What in the Hell was that?
Why would he say Denis is dangerous? That doesn’t make sense. He must have the two of them mixed up.
“Privet.” I lift my face to give Baron a smile and kiss.
He kisses me. “Privet, malyshka.”
I swear, I sense at least a third of the students in the bookstore watching us.
“That’s his wife,” someone murmurs. I hear other snippets of gossip around us.
“...arranged marriage...Russian mafiya…”
Baron truly is famous on this campus.
And now, so am I.
I don’t mind the attention.
He takes the new book from my hand and the book bag from my shoulder and puts an arm around me as we walk out to the murmurs around us.
“OMG, so jealous…they’re so cute…”
“Yeah, but do you think it’ll last?”
Chapter Twenty-Three
Lara
Wednesday night, Baron takes me out to a fancy dinner and gets me tipsy on a hundred dollar bottle of wine and lobster.
He pulls me close as we leave the restaurant. “I loved our first date.”
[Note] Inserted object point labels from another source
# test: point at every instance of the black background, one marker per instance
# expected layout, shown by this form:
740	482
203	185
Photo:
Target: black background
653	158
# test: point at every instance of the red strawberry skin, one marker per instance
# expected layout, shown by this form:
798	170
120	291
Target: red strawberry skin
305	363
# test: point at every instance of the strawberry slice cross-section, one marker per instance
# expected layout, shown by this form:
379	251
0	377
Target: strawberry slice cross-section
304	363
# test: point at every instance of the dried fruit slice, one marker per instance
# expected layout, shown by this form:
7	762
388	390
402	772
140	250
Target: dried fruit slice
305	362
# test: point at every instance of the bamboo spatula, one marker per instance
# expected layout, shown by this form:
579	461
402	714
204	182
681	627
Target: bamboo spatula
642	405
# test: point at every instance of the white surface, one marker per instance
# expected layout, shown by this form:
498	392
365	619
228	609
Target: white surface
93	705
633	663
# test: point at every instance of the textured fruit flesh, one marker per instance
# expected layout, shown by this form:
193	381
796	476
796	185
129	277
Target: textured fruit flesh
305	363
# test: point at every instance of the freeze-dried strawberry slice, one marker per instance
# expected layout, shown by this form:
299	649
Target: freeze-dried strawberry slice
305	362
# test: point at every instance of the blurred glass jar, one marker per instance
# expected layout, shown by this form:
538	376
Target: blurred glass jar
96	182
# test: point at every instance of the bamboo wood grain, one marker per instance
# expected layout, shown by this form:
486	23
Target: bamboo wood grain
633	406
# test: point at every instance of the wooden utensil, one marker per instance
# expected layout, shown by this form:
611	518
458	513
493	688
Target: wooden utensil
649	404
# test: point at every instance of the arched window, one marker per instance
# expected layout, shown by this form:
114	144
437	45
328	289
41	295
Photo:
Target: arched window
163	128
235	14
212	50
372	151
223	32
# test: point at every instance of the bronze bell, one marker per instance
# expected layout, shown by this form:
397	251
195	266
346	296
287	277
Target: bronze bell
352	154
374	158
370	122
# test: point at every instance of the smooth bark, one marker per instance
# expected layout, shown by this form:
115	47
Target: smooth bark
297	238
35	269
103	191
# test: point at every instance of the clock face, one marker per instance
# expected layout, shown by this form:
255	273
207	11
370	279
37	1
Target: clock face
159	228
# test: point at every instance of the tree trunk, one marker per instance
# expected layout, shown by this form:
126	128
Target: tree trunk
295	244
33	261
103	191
“Is that what we’re calling this?” I tease. Having a first date after I’ve already done everything else with this man–married him, had wild and crazy sex, broken the law, played in a dungeon–seems laughable.
But he’s right. It felt like a first. I had the fizz of excitement in my belly when he told me he was taking me out, and I have it now going home with him.
This is the first date I wanted to go on with him. Even though he came on strong before, now that I care whether he loves me or not, his attention puts a glow of happiness around me.
We get to the SUV, and he opens my door and hands me in.
He leans his arm against the doorframe like he did that first day he picked me up from the airport. He looks like he’s going to say something, then seems to change his mind and shuts my door and gets into the driver’s seat.
As we drive back toward campus, the sound of sirens grows louder.
I crane my neck, peering out the window. “What do you think is going on?” I ask. “Is that smoke?”
“I think it’s possible there was a fire at Titan House while no one was there.”
I suck in a sharp breath as I realize our date was also a public alibi for Baron. I consider it for a moment. Do I hate that he took down the organization that tried to pin a rape charge on my husband and assaulted a young woman to do so?
No. No, I don’t.
I also appreciate that he said no one was there. So he didn’t harm anyone. He just got retribution. The Titan House parties suffering as a result of Baranov House activities will no longer be an issue this year.
“Well,” I say, “That sounds like karma to me.”
Baron looks over with a flicker of relief, and I realize he was bracing for my reaction. The flutters start up again.